Python dictionary format of vocabulary indexing

In [0]:
num_regex = re.compile('^[+-]?[0-9]+\.?[0-9]*$')

def create_vocab(domain, data_path, maxlen=0, vocab_size=0):
    
    print('Creating vocab ...')

    f = os.path.join(data_path,'%s_text.txt'%(domain))

    total_words, unique_words = 0, 0
    word_freqs = {}

    fin = codecs.open(f, 'r', 'utf-8')
    for line in fin:
        words = line.split()
        if maxlen > 0 and len(words) > maxlen:
            continue

        for w in words:
            if not bool(num_regex.match(w)):
                try:
                    word_freqs[w] += 1
                except KeyError:
                    unique_words += 1
                    word_freqs[w] = 1
                total_words += 1

    print ('  %i total words, %i unique words' % (total_words, unique_words))
    sorted_word_freqs = sorted(word_freqs.items(), key=operator.itemgetter(1), reverse=True)

    vocab = {'<pad>':0, '<unk>':1, '<num>':2}
    index = len(vocab)
    for word, _ in sorted_word_freqs:
        vocab[word] = index
        index += 1
        if vocab_size > 0 and index > vocab_size + 2:
            break
    if vocab_size > 0:
        print (' keep the top %i words' % vocab_size)

  
    return vocab

## Sequence preprocessing

### Function to transform word sequence -> integer sequence

### Note:

The raw data set has 5 class labels.
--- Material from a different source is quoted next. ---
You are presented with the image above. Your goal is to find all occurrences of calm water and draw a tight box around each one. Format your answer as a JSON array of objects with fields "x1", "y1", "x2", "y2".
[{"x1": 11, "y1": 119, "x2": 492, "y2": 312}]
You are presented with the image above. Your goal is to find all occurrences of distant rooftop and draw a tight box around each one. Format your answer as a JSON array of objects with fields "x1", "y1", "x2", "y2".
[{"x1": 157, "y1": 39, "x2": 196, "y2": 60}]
Here, we only consider 3 sentiment classes.

### Returns:

integer sequence of text, corresponding labels (int), maxlen (maximum length of sequences)

In [0]:
def create_data(vocab, text_path, label_path, domain, skip_top, skip_len, replace_non_vocab):
    
    data = []
    label = [] # {pos: 0, neg: 1, neu: 2}
    
    f = codecs.open(text_path, 'r', 'utf-8')
    f_l = codecs.open(label_path, 'r', 'utf-8')
    
    num_hit, unk_hit, skip_top_hit, total = 0., 0., 0., 0.
    pos_count, neg_count, neu_count = 0, 0, 0
    max_len = 0

    for line, score in zip(f, f_l):
        word_indices = []
        words = line.split()
        if skip_len > 0 and len(words) > skip_len:
            continue

        score = float(score.strip())
        if score < 3:
            neg_count += 1
            label.append(1)
        elif score > 3:
            pos_count += 1
            label.append(0)
        else:
            neu_count += 1
            label.append(2)
          
        for word in words:
            if bool(num_regex.match(word)):
                word_indices.append(vocab['<num>'])
                num_hit += 1
            elif word in vocab:
                word_ind = vocab[word]
                if skip_top > 0 and word_ind < skip_top + 3:
                    skip_top_hit += 1
                else:
                    word_indices.append(word_ind)
            else:
                if replace_non_vocab:
                    word_indices.append(vocab['<unk>'])
                unk_hit += 1
            total += 1

        if len(word_indices) > max_len:
            max_len = len(word_indices)

        data.append(word_indices)

    f.close()
    f_l.close()

    print('  <num> hit rate: %.2f%%, <unk> hit rate: %.2f%%' % (100*num_hit/total, 100*unk_hit/total))

    print (domain)
    print( 'pos count: ', pos_count )
    print( 'neg count: ', neg_count )
    print( 'neu count: ', neu_count )

    return np.array(data), np.array(label), max_len


### Main Preprocessing Function

### Call : 

- create_vocab()
- create_data()

### Return

- vocabulary index
- integer sequence (model input)
- label (model output)
- maximum sequence length -> as parameter for RNN / LSTM

In [0]:
def prepare_data(domain, data_path, vocab_size, skip_top=0, skip_len=0, replace_non_vocab=1):
    
    print(domain)

    assert domain in ['amazon_electronics', 'yelp14']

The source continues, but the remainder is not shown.